# “Return of decorative arts”?



## PPD (Mar 19, 2018)

@fauxlynn did u see last months Veranda declared “a dramatic return for decorative painting“? 

I guess I missed the memo that it had ever gone away....hahaha.


----------



## Mr Smith (Mar 11, 2016)

I'm not sure if this qualifies, but check this video out. It looks simple enough for anyone to do this type of decorative painting.


----------



## PPD (Mar 19, 2018)

Mr Smith said:


> I'm not sure if this qualifies, but check this video out. It looks simple enough for anyone to do this type of decorative painting.
> 
> https://youtu.be/F1MgqiTMo6k



Heck ya!! 

U can post finish videos ANY day of the week, I live for those rabbit holes !

Watchin that brought major flash backs of my 1st off-campus apartment...Did almost the EXACT same thing on living room wall. 

Only difference was I used high-gloss & flat sheens in same color (super revolutionary back then lemme tell ya ) rolled haphazardly & blended with a rag so it shimmered from certain angles. 

Wish I had a picture, but musta been cool cuz I remember having to explain how it was done a million times when ppl saw it for the first time.

Also covered wall behind my bed in a deep red fabric by using liquid starch. That wall was bullet proof for over 3 years, not even 1 wrinkle ...then move out time came & I had to try n cover the red stains left behind with primer. 

That color musta soaked down through the drywall cuz I recall frantically rollin something like the 3rd primer coat 10min before our final walk-through & it still had pink tint! 

Always a glutton for punishment, can ya guess the first thing I did in my new book place? Cover my bedroom door in deep purple dyed silk...using liquid starch...of course! 

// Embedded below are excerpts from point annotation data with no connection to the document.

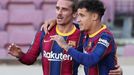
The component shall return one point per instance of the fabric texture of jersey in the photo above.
(99, 55)
(55, 61)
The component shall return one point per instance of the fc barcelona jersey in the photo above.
(99, 55)
(55, 60)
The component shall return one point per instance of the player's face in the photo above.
(64, 12)
(84, 18)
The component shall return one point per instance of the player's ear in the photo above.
(95, 16)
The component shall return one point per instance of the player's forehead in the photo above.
(64, 3)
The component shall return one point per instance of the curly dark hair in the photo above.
(94, 6)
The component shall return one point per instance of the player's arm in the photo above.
(32, 53)
(117, 71)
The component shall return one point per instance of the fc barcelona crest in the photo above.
(72, 43)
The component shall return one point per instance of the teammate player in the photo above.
(55, 60)
(99, 47)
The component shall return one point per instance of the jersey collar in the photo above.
(65, 34)
(94, 34)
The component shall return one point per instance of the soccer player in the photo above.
(99, 55)
(55, 60)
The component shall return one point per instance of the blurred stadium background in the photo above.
(20, 20)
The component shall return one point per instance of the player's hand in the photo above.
(61, 41)
(117, 71)
(47, 26)
(14, 50)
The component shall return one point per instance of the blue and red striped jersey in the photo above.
(55, 60)
(99, 55)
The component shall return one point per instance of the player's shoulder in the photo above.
(106, 34)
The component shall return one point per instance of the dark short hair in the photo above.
(94, 6)
(74, 5)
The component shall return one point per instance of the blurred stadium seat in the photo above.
(35, 2)
(4, 41)
(3, 38)
(3, 18)
(4, 3)
(129, 50)
(25, 14)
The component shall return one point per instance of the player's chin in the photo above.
(82, 29)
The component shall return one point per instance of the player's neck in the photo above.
(65, 28)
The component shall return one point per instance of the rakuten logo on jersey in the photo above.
(56, 56)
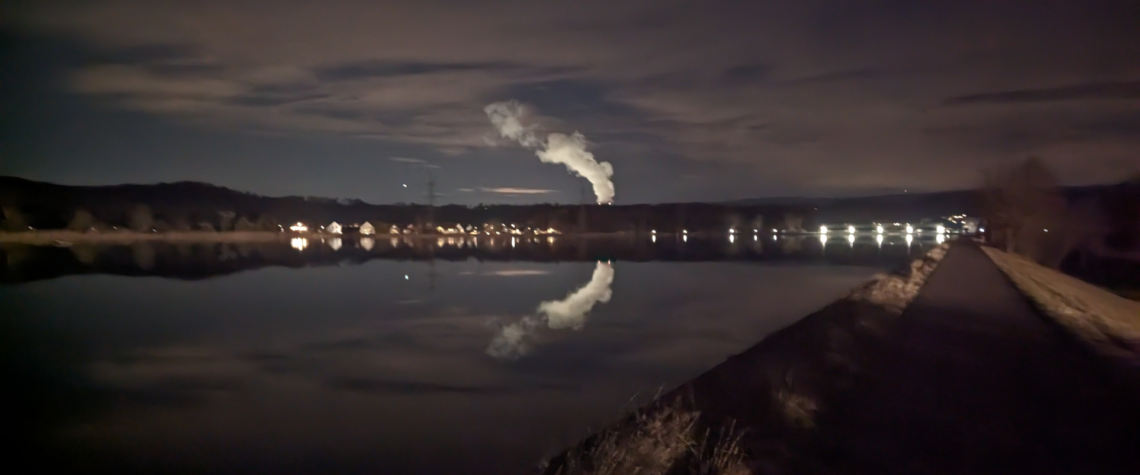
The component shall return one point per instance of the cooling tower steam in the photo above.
(515, 340)
(569, 150)
(570, 312)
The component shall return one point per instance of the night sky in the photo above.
(689, 100)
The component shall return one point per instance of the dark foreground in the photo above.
(970, 378)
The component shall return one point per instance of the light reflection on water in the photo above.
(445, 366)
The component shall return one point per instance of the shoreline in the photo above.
(58, 237)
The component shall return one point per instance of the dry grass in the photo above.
(657, 442)
(894, 292)
(798, 409)
(1107, 321)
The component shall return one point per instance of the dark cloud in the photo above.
(382, 68)
(369, 385)
(760, 97)
(1097, 90)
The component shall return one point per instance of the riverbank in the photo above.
(944, 368)
(56, 238)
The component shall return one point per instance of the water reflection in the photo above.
(515, 340)
(202, 260)
(363, 369)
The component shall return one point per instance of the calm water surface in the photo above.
(381, 360)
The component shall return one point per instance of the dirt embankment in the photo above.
(943, 368)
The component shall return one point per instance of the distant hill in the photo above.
(189, 205)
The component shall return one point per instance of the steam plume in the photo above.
(570, 312)
(514, 341)
(569, 150)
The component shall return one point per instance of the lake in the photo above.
(385, 355)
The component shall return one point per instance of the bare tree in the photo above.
(140, 219)
(1022, 205)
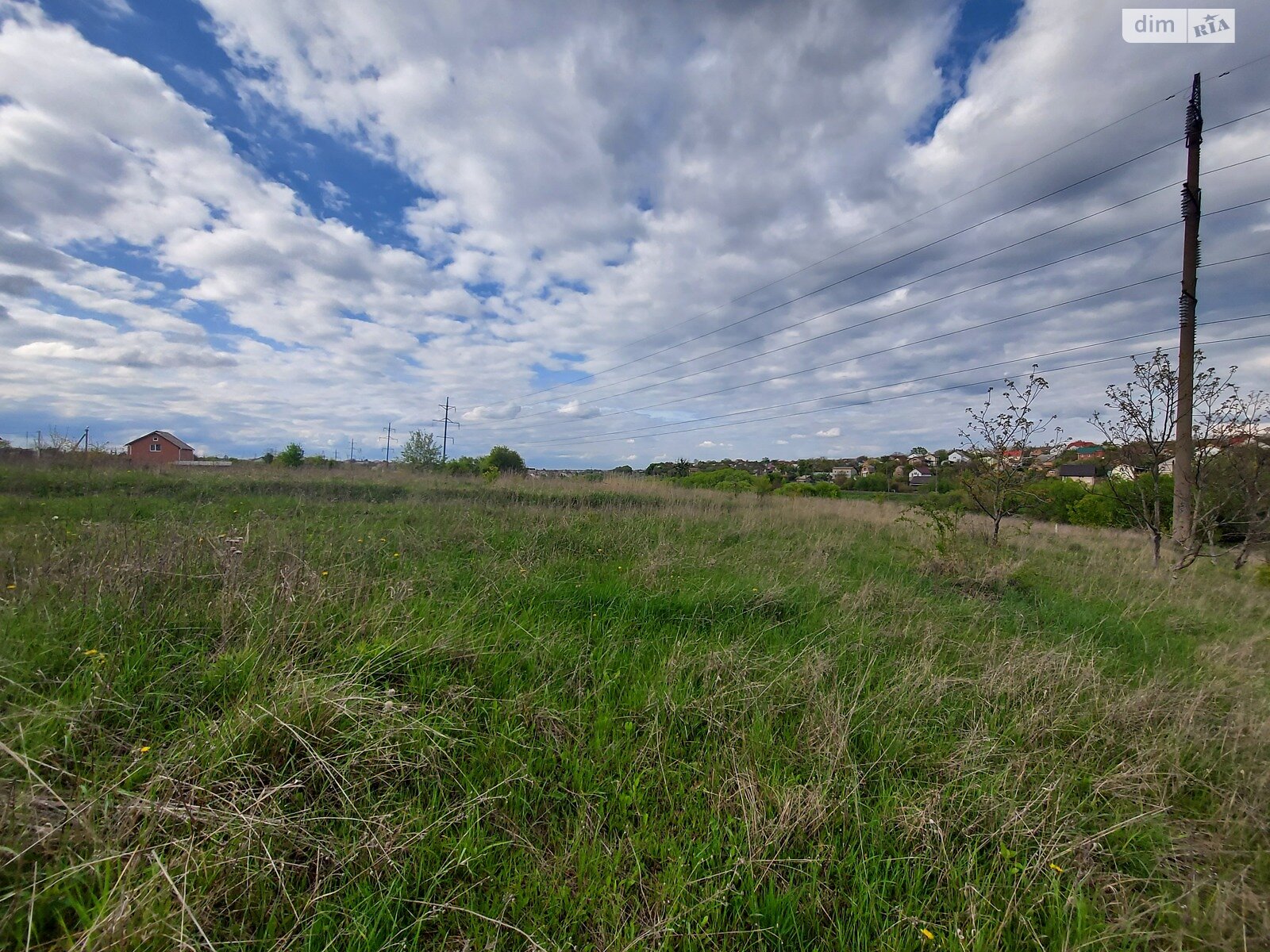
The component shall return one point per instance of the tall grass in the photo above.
(365, 712)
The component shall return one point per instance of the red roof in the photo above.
(167, 436)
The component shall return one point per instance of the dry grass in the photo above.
(418, 714)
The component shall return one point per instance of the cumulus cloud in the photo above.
(594, 182)
(501, 412)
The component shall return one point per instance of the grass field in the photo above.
(368, 712)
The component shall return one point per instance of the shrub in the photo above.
(505, 460)
(294, 456)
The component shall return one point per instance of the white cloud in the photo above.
(501, 412)
(606, 175)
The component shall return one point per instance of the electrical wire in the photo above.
(941, 298)
(652, 431)
(895, 226)
(835, 310)
(962, 385)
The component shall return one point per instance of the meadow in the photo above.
(249, 710)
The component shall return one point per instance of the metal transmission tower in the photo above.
(444, 429)
(1184, 457)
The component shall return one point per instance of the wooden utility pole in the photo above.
(444, 431)
(1184, 456)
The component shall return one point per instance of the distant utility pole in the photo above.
(1184, 457)
(444, 428)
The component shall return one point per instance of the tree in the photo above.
(421, 451)
(505, 460)
(1141, 427)
(294, 456)
(1241, 476)
(996, 486)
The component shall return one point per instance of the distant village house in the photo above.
(1079, 473)
(160, 447)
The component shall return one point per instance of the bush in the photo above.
(294, 456)
(1094, 509)
(505, 460)
(728, 480)
(825, 490)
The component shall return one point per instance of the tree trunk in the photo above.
(1241, 555)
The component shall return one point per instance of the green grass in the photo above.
(362, 712)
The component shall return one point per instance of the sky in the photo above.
(607, 232)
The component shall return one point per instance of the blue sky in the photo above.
(260, 222)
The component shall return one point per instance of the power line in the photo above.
(876, 319)
(880, 264)
(893, 228)
(922, 393)
(892, 260)
(446, 424)
(652, 429)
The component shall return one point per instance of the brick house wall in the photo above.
(158, 448)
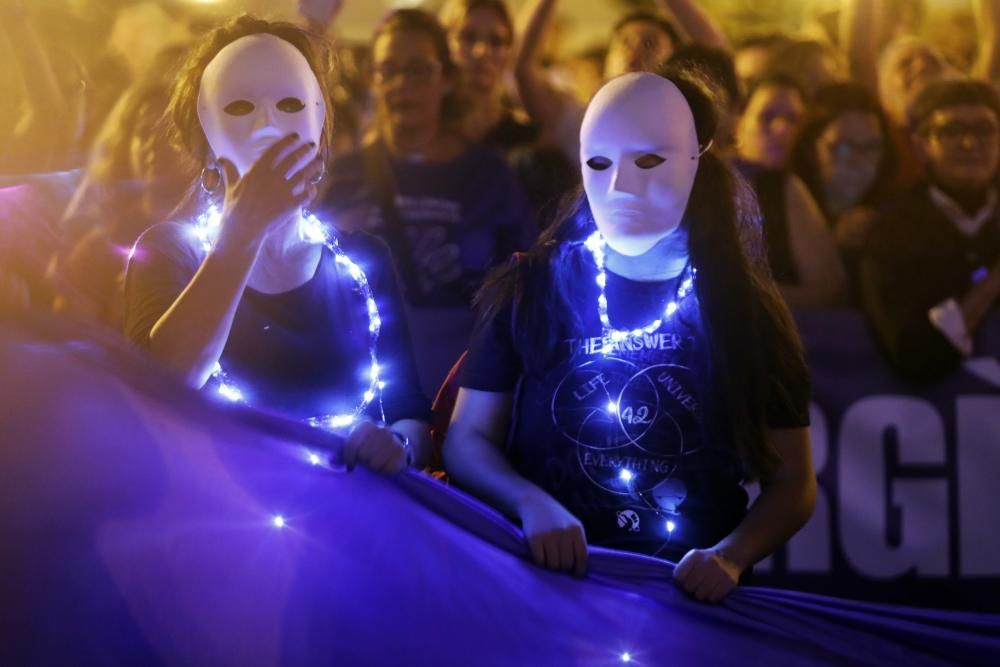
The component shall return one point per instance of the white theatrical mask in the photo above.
(255, 91)
(639, 154)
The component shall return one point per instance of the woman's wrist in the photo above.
(407, 446)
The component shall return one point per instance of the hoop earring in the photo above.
(703, 150)
(210, 179)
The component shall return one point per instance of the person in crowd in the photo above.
(639, 361)
(810, 63)
(801, 249)
(845, 157)
(256, 298)
(133, 178)
(448, 209)
(481, 35)
(717, 66)
(640, 41)
(931, 269)
(753, 55)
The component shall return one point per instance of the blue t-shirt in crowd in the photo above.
(620, 438)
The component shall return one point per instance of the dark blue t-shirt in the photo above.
(620, 438)
(304, 352)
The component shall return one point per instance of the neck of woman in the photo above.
(285, 260)
(663, 261)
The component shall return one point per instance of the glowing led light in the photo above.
(206, 231)
(595, 243)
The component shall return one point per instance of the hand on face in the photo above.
(257, 90)
(707, 575)
(639, 152)
(272, 191)
(556, 537)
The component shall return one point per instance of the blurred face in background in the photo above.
(848, 154)
(767, 128)
(960, 147)
(164, 171)
(481, 46)
(408, 81)
(906, 67)
(637, 46)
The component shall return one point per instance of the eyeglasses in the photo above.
(494, 42)
(953, 135)
(417, 71)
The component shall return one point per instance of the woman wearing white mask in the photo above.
(641, 360)
(255, 297)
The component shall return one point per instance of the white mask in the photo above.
(638, 150)
(255, 91)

If only someone had pointed out that I may be tryin to go down the wrong path & I’d eventually become a decorative finisher I coulda saved 6 years + A LOT of debt....*sigh, youth*


----------



## fauxlynn (Apr 28, 2011)

You’re awesome covering doors in silk! 
Anyway, I missed that issue, probably sitting on my desk. I hope things are on the rise, just gotta keep my foot in the door I guess.


----------



## lewisreed121 (Aug 24, 2020)

*Decorative Arts for walls*

I have my vinyl records up on my wall with each one as sort of a picture. Its a cool way to display your musical taste.


----------